7. Spatial scale matters (environmental conditions can change from one place to another).
- Ecological hierarchy: organism – population – community – ecosystem – biosphere
- A population is a group of individuals of a single species that are living and interacting in a particular
area. A community is an association of interacting populations of different species that live in the
same area. Ecological studies at the population and community levels often include both the biotic
(living components) and abiotic (physical components) of natural systems. An ecosystem is a
community of organisms plus the physical environment in which they live. Landscapes are areas with
substantial differences from one place to another, typically including multiple ecosystems. They are
large spatial regions. All of the world’s ecosystems comprise the biosphere, which consists of all
living organisms on earth plus the environments in which they live. The biosphere forms the highest
level of biological organization.
- Key terms for studying connections in nature: Adaptation – A characteristic of an organism that
improves its survival or reproduction. Natural selection – Individuals with certain adaptations tend
to survive and reproduce at a higher rate than other individuals. If the adaptation or characteristics
being selected for are heritable, then the frequency of the characteristic may increase in a population
over time. If this occurs, the population will have evolved. Example involving antibiotics – A few
bacteria (blue) in this population have an allele that makes them resistant to an antibiotic. When the
population is exposed to an antibiotic, the resistant bacteria will survive and reproduce at a higher
rate than nonresistant bacteria. The resistant bacteria that survive pass their resistance on to their
offspring. When the population is exposed to the antibiotic again, the proportion of resistant bacteria
in the population increases further. The proportion of resistant bacteria in the person’s body will
increase over time, and the bacterial population will have evolved.
- Ecosystem processes: Producers (autotrophs) capture energy from an external source (ex. the sun)

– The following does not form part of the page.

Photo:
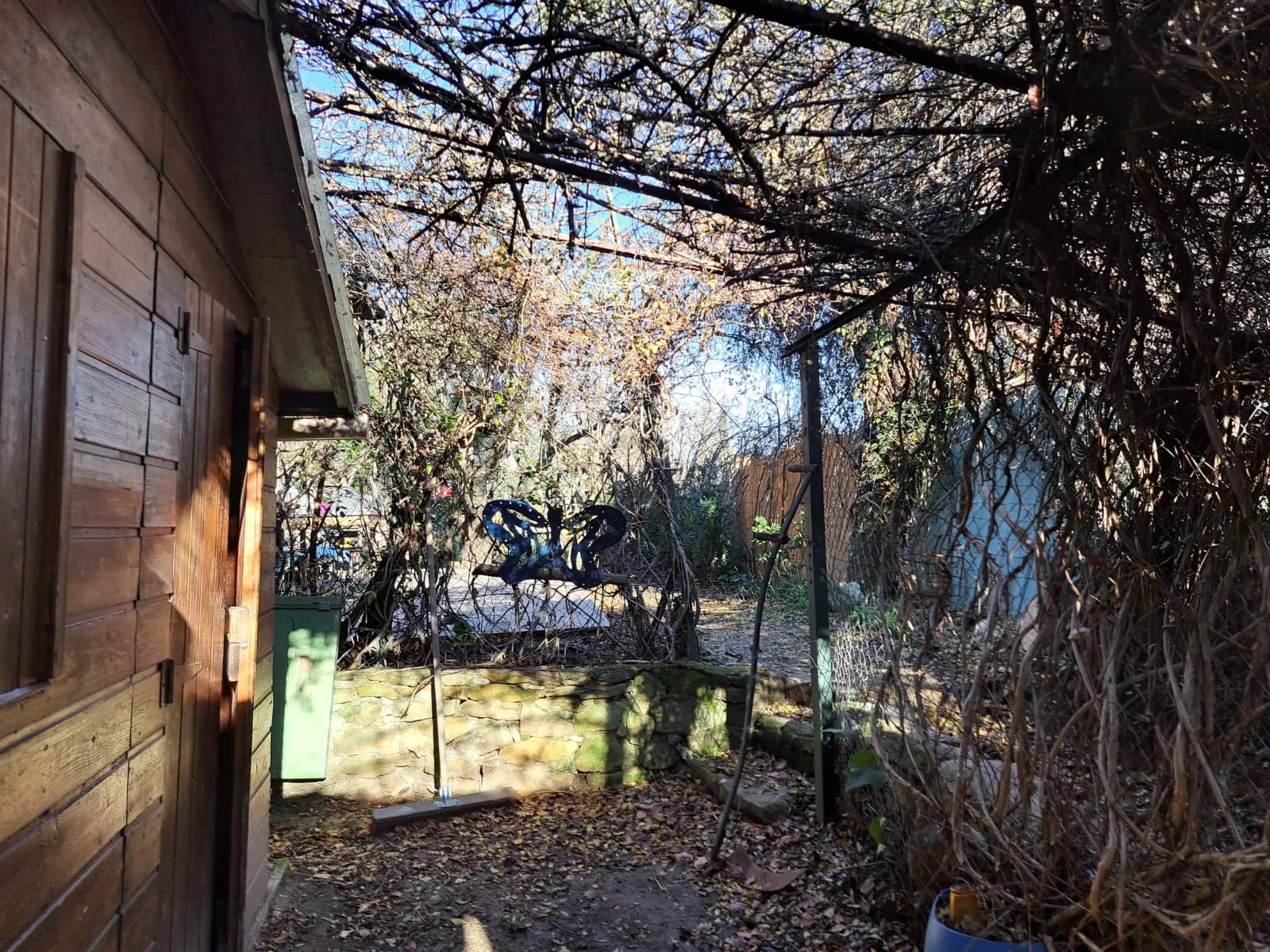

and use it to produce food. Consumers (heterotrophs) get energy by eating other organisms or their
remains. Net primary productivity (NPP) is the amount of energy captured by producers (by
photosynthesis) minus the amount lost as heat in cellular respiration. How ecosystems work: Each
unit of energy captured by producers is eventually lost from the ecosystem as heat. Energy moves
through ecosystems in a single direction only – it cannot be recycled. But nutrients are continuously
recycled from the physical environment to organisms and back again – this is the nutrient cycle. - Ecological experiments can be done at different scales, such as laboratory experiments, small-scale
field experiments conducted in natural or artificial environments, and large-scale experiments that
alter major components of an ecosystem. In a laboratory experiment, you can control things, but the
results may not be realistic. Small-scale experiments may be conducted outdoors, but in artificial
ponds. This is a semi-controlled experiment that is done in a natural environment and the results are
mostly realistic. In a large-scale experiment, you can’t control things, but the results are realistic.
- Design and analysis of ecological experiments: 1. Assignment of treatments and control. 2.
Replication. 3. Random assignment of treatments. 4. Statistical analyses (statistical vs. biological
significance). Replication (perform each treatment more than once) is good because as the number of
replicates increases, it becomes less likely that the results are due to a variable that was not
measured or controlled in the study. Assigning treatments are random helps limit the effects of
unmeasured variables. Statistical analyses help determine whether results are significant. Ecological
experiments are a lot of work and ecologists try to optimize the least number of replicates while still
being able to obtain desired results.